Anatomy lab is a rite of passage for medical students. The first time they don scrubs, pick up scalpels and approach a human cadaver is, for most physicians, an indelible moment.  

It’s easy to assume that seasoned physicians are guiding future physicians in the lab, but it’s not always the case. Often, it’s an anthropologist who helps med students navigate this new terrain of bone, ligaments and organs. That’s true at the Carle Illinois College of Medicine, where anthropology professor Laura Shackelford is in the process of leading the college’s second class of students through basic anatomy.  

“Anthropology is one of the few disciplines that studies the whole human, rather than just studying a human at a cellular level or microbiological level,” Shackelford said, when asked why anthropologists make good anatomy lab instructors. “These students are all going to be dealing with people. They need to recognize the whole human. It’s easy to approach medicine as a pathology to understand or as a problem that needs to be solved. But that’s not what people are, and no problem is solved in a single way. We know there’s no disease process that doesn’t affect the entire person.”

Shackelford began her undergraduate education as a dance major, which fed her fascination with how the body is put together and able to move in so many different ways. While taking a geology course her freshman year, Shackelford made a life-changing discovery: the existence of a field known as biological anthropology. She switched her major.  

It was a few years later, as a graduate student in biological anthropology and evolution, that Shackelford had her first anatomy lab experience, at the Washington University School of Medicine. She said the semester-long course, which met five days a week, was grueling, but also fascinating. Shackelford decided to stick around the lab to be a TA and eventually gain the proficiency needed to teach.  

“I know it’s surprising, but not everybody is looking to hire an anthropologist,” Shackelford jokes. “Teaching anatomy lab is a great skill to have.” 

Anthropologists are teaching anatomy lab courses at more than 60 percent of medical schools in the U.S., Shackelford estimates. At Carle Illinois, which welcomed its inaugural class of students in 2018, the humanities are being woven into the innovative curriculum, along with engineering. Shackelford said that’s important because humanities disciplines offer invaluable insights and perspectives on the human condition.  

“Medical students need to not only be able to interact with their patients in a kind, supportive way, they need to be able to listen and communicate. It’s just as important as other clinical skills,” Shackelford said. “If you can’t talk to your doctor, that can be just as debilitating as a disease that’s not identified.” 

At Carle Illinois, Shackelford is known for her sensitivity—toward the anatomy donors and toward the students. To orient them to the lab, she sets a tone of respect for the bodies as patients, and schedules a low-pressure opportunity for students to see the lab space and experience the notorious smells. The next time they come to the lab to get to work, Shackelford said, students seem “much calmer.” 

“In the lab, there’s a fine line between the humanity of the people you’re working on and your own humanity,” she said. “Anthropology never breaks down the human into component parts, but in the lab it can be tricky. Sometimes you have to distance yourself and be precise, focused on a specific part of the body.”  

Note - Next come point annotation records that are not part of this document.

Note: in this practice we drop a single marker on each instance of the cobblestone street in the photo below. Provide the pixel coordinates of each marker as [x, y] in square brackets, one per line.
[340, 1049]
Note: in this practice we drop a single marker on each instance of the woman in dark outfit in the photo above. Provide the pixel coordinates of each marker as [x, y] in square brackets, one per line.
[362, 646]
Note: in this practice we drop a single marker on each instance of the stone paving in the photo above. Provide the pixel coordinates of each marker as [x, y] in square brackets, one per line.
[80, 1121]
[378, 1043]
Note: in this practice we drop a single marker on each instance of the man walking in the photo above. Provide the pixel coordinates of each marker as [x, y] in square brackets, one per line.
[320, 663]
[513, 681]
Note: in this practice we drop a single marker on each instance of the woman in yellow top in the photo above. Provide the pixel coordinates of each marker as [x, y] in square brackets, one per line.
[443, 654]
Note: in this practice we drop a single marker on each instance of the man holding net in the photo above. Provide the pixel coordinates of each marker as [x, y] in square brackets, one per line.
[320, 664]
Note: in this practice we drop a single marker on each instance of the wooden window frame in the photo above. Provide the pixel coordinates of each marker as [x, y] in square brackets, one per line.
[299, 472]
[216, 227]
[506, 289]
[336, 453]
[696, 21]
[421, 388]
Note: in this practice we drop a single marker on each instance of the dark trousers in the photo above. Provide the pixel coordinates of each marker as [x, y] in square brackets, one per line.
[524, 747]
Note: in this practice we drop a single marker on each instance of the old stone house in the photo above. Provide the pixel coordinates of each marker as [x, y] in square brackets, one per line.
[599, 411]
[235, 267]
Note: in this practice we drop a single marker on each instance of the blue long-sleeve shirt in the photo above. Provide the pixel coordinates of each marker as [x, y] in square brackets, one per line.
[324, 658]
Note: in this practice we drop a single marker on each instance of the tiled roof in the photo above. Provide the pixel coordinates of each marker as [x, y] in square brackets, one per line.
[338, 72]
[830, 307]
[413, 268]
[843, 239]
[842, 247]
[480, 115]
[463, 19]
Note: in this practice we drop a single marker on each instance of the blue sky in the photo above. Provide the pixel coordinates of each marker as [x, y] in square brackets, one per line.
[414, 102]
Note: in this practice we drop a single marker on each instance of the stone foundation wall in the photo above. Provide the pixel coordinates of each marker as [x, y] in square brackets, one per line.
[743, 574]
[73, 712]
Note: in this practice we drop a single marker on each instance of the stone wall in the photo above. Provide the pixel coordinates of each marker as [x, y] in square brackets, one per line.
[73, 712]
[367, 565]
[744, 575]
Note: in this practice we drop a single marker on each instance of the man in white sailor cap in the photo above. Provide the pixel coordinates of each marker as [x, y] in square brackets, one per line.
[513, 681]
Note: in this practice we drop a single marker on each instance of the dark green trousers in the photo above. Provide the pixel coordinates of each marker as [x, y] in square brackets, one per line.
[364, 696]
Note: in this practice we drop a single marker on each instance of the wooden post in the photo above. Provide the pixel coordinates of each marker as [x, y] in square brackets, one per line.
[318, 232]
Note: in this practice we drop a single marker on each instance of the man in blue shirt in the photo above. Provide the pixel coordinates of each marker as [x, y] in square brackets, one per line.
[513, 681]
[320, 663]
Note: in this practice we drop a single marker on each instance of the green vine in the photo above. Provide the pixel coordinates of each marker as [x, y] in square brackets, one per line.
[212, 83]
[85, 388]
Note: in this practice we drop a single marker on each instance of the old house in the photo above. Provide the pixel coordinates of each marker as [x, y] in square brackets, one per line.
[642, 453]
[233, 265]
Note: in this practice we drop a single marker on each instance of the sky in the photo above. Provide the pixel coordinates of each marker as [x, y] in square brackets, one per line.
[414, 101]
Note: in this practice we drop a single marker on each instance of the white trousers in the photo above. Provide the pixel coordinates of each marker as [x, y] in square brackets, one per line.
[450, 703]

By the time their 18-month anatomy lab course concluded, Carle Illinois students were in a very different frame of mind than when they first stepped into the lab, with its covered cadavers and overpowering scents. They were more confident, and calm. And they were also very grateful for the experience, and for all they learned.  

In an October 17 ceremony of appreciation for the anatomy donors, the students presented works of art, poetry, music and other reflections. While each contribution was unique, they all in some way explored the liminal spaces students encountered in the lab—the fine lines between life and death, patients and cadavers, science and humanities. 

Shackelford also spoke at the event, telling students that “the way we care for the dead translates into the way we care for the living.” Although it can be easy to become desensitized to activities performed in the lab, she added, “Don’t educate the empathy out of yourself or your practice. Let these first patients become part of your treatment plans, and your ways of healing in the future.”